Группа студентов проходит мимо нас, перешёптываясь и хихикая. Конечно же, Марк Грендэм — часть толпы, ухмыляющейся в нашу сторону. Мой отец только что, по сути, объявил о моей помолвке с Черчем перед всей школой.
Ноздри Арчи раздуваются, а руки сжимаются в кулаки по бокам.
«Неужели это тот момент, когда он, наконец, сорвётся?» — задаюсь я вопросом. Может быть, трудно понять, почему именно я хочу, чтобы мой отец пришёл в ярость, но на самом деле это довольно просто. Он редко проявляет эмоции, так редко, что временами я задаюсь вопросом, действительно ли он заботится обо мне. Но если бы он разозлился, тогда я бы правда увидела, что у него есть чувства, что он действительно любит меня.
Вместо этого он закрывает глаза и сдерживает себя, отчего у меня сжимается грудь и щиплет глаза.
— Мы с близнецами украли немного сливового вина и сакэ из ресторана и выпили их в подсобном помещении, — произношу я, глядя ему прямо в глаза. Если он не может быть честен в своих собственных чувствах, то почему я должна это делать? — Но близнецы также положили на прилавок лишнюю сотню, чтобы компенсировать ущерб владельцу. Нам жаль, что мы это сделали.
— Теперь ты крадёшь алкоголь и тайно пьёшь? — Арчи ухмыляется, глядя на двух парней МакКарти так, словно ему действительно доставило бы удовольствие свернуть им шеи. Он снова переводит взгляд своих голубых глаз на меня, явно испытывая сложности с тем, чтобы понять, что со мной делать и как обращаться. Я нахожусь в том сомнительном возрасте, который граничит с детством и взрослой жизнью. Арчи хочет вернуться к старым привычкам и командовать мной, но он больше не может этого делать. Ему придётся использовать свой, по общему признанию, развитый ум, чтобы найти обходной путь. — И как я, по-твоему, должен на это реагировать?
— А как ты хочешь на это отреагировать? — спрашиваю я, наслаждаясь щитом защиты, который даёт мне моя помолвка с Черчем. Я стараюсь, чтобы мой голос звучал спокойно, и впервые в жизни сдерживаю свой гнев, пока Арчи изо всех сил пытается взять себя в руки.

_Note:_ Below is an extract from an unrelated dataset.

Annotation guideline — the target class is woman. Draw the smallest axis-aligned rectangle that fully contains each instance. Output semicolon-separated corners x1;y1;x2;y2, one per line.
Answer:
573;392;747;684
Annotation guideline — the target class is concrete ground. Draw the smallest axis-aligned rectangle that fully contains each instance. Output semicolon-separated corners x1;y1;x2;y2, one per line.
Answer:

Он только смотрит на меня в ответ, окружённый Студенческим советом, а потом огрызается.
Впервые в своей грёбаной жизни Арчибальд Карсон выходит из себя.

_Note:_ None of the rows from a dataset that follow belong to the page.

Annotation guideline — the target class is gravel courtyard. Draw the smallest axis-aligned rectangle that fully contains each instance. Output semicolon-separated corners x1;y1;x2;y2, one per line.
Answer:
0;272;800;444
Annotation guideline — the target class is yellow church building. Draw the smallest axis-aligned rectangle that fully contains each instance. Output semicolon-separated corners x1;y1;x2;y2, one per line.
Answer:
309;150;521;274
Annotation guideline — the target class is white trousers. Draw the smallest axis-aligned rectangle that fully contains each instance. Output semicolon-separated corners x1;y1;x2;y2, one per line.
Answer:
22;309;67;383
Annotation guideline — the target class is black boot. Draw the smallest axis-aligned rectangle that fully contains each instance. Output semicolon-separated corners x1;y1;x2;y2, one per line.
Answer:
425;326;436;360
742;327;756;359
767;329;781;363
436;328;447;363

Он протягивает руку и крепко хватает меня за предплечье, заставляя вскрикнуть.
— Нет. — Это единственное слово Рейнджера, прогремевшее подобно грозовой туче. Он встаёт между нами, ослабляя хватку моего отца на мне. — Я не позволю вам так её трогать.
— Мистер Вудрафф, — рявкает папа, но, должно быть, в лице Рейнджера есть что-то такое, что удерживает его от дальнейшего давления. — Вы, дети, не понимаете, с чем связываетесь, — шипит он, и вспышка боли пробегает по его лицу. Это длится всего долю секунды, прежде чем исчезнуть, и мне остаётся только гадать, не почудилось ли мне это. — Если вы думаете, что я собираюсь стоять в стороне и смотреть, как ты пьёшь и… и…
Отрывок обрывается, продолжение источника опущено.